Energy Efficiency: A Step Closer to Financial Sustainability for Michigan Nonprofits
Michigan has 49,567 active nonprofits despite the fact the Michigan Nonprofit Association (MNA) has documented that the number of Michigan nonprofits declined by 13% from 2011 to 2014 due to the Great Recession. This decrease in number should then leave no one surprised that one of the primary concerns for nonprofits is financial sustainability. Of the more than 5,000 nonprofits surveyed nationally, 41% cited that achieving long-term financial stability is one the greatest challenges they face.
Building energy efficiency upgrades have the ability to curb utility and operating costs and increase the comfort of employees and clients. However, energy efficiency programs are not always designed to be as accessible to nonprofits. This creates an unfortunate reality where nonprofits—organizations that are inherently focused on mission-critical activities—often miss opportunities to decrease operating costs and use a larger share of their budget on providing much-needed, direct services.
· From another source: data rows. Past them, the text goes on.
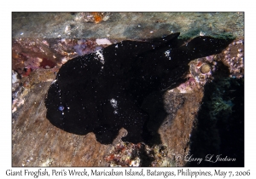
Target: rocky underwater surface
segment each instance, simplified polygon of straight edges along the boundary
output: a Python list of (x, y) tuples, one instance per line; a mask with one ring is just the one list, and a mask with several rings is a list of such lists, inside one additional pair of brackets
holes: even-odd
[(220, 34), (13, 38), (13, 166), (244, 166), (244, 41)]

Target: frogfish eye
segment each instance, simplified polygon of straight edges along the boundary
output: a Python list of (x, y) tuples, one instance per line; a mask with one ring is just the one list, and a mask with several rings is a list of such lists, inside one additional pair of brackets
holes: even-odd
[(60, 110), (60, 111), (63, 111), (63, 110), (64, 110), (64, 107), (63, 107), (63, 106), (60, 106), (60, 107), (59, 107), (59, 110)]

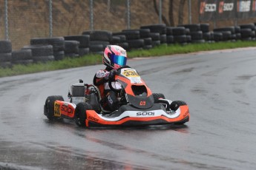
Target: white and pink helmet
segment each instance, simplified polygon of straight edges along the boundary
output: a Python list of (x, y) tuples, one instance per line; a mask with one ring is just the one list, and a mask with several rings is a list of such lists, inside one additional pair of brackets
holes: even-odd
[(102, 62), (105, 65), (116, 69), (125, 66), (127, 61), (126, 50), (117, 45), (108, 45), (103, 53)]

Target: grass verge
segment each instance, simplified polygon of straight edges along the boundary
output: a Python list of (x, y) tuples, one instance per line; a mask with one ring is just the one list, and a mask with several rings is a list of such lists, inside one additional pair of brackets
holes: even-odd
[[(256, 47), (256, 41), (236, 41), (204, 44), (188, 44), (186, 45), (163, 44), (150, 50), (132, 50), (128, 52), (128, 58), (160, 56), (189, 53), (200, 51), (214, 50), (234, 49), (239, 47)], [(0, 68), (0, 77), (24, 75), (39, 72), (64, 69), (88, 65), (98, 64), (102, 62), (100, 55), (88, 55), (76, 58), (65, 58), (62, 61), (54, 61), (47, 63), (31, 64), (28, 65), (16, 64), (11, 68)]]

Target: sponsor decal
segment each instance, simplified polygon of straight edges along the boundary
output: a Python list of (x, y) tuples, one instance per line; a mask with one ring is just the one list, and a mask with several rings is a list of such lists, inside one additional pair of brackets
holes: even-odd
[(109, 103), (110, 103), (111, 104), (113, 104), (113, 101), (112, 101), (112, 99), (111, 99), (111, 98), (110, 95), (108, 96), (108, 101), (109, 101)]
[(103, 78), (105, 76), (105, 72), (103, 70), (99, 70), (97, 72), (96, 77), (97, 78)]
[(237, 0), (237, 12), (249, 12), (251, 0)]
[(72, 107), (70, 107), (68, 106), (68, 104), (67, 105), (67, 104), (64, 103), (62, 106), (62, 111), (67, 112), (68, 114), (71, 114), (71, 113), (73, 113), (73, 109)]
[(140, 106), (145, 106), (145, 101), (140, 101)]
[(91, 117), (91, 116), (89, 116), (88, 119), (90, 120), (92, 120), (93, 122), (98, 122), (99, 121), (99, 119)]
[(54, 102), (54, 116), (60, 117), (60, 104)]
[(217, 10), (216, 4), (206, 4), (206, 1), (200, 2), (200, 13), (203, 14), (205, 12), (215, 12)]
[(137, 116), (154, 116), (154, 112), (137, 112)]
[(188, 116), (188, 112), (189, 112), (189, 111), (188, 111), (188, 111), (186, 112), (185, 114), (183, 115), (183, 118), (185, 118), (185, 117)]
[(219, 13), (223, 13), (226, 11), (232, 11), (234, 9), (234, 3), (225, 3), (223, 1), (219, 3)]

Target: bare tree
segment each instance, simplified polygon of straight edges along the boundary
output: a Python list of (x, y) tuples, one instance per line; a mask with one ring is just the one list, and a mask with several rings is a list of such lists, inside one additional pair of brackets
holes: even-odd
[(174, 0), (169, 0), (169, 21), (170, 26), (174, 26)]
[[(154, 8), (157, 13), (157, 15), (159, 15), (159, 10), (158, 10), (158, 7), (157, 5), (157, 0), (154, 0)], [(169, 26), (170, 24), (169, 22), (168, 21), (168, 20), (166, 19), (165, 16), (164, 16), (163, 14), (162, 14), (162, 20), (167, 25), (167, 26)]]
[(186, 0), (180, 0), (180, 6), (179, 6), (179, 24), (183, 24), (183, 11), (184, 11), (184, 6), (185, 6)]
[[(169, 11), (168, 11), (168, 17), (169, 21), (167, 20), (166, 17), (164, 16), (162, 14), (162, 19), (163, 21), (167, 25), (167, 26), (174, 26), (174, 0), (169, 0)], [(157, 15), (159, 15), (159, 10), (157, 5), (157, 0), (154, 0), (154, 7)]]

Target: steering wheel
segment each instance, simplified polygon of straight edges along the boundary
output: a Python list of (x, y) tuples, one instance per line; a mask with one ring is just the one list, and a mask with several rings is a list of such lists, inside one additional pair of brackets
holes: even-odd
[[(130, 67), (125, 65), (125, 66), (122, 66), (122, 67), (119, 67), (118, 69), (116, 69), (116, 72), (119, 71), (120, 69), (124, 69), (124, 68), (131, 68)], [(114, 92), (120, 92), (122, 91), (122, 89), (116, 89), (115, 88), (113, 87), (112, 86), (112, 82), (115, 81), (115, 79), (114, 80), (111, 80), (111, 78), (108, 79), (108, 86), (109, 86), (109, 88), (114, 91)]]

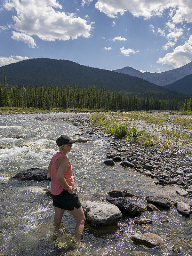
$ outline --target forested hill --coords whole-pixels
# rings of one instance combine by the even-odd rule
[[[192,94],[192,75],[186,76],[176,82],[164,85],[164,87],[180,92]]]
[[[25,87],[74,84],[85,87],[105,87],[111,91],[116,90],[136,93],[139,96],[148,93],[158,99],[184,100],[186,95],[162,88],[141,78],[113,71],[90,68],[65,60],[45,58],[31,59],[0,67],[0,77],[5,72],[7,83],[11,85]]]

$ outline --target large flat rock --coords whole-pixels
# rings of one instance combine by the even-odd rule
[[[47,170],[40,168],[31,168],[24,170],[10,178],[10,180],[51,180],[51,176],[48,174]]]
[[[87,201],[81,204],[86,221],[95,228],[114,225],[121,217],[121,212],[117,206],[107,203]]]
This paper, written for the Michigan nonprofit community, describes the robust nonprofit sector in Michigan and makes the case that there is a need for increased energy efficiency programs and funding for a clean energy economy. It also serves as a primer to understand the Michigan energy policy landscape and how energy efficiency projects can be funded. The first section describes Michigan’s nonprofit sector; the second describes the results from a survey, interviews, and energy use analysis completed by Elevate Energy and Michigan Energy Options; the third describes Michigan’s energy policy and programs; and the fourth describes Michigan’s use of energy efficiency financing. The last section makes recommendations that will promote energy efficiency of the buildings that nonprofits occupy.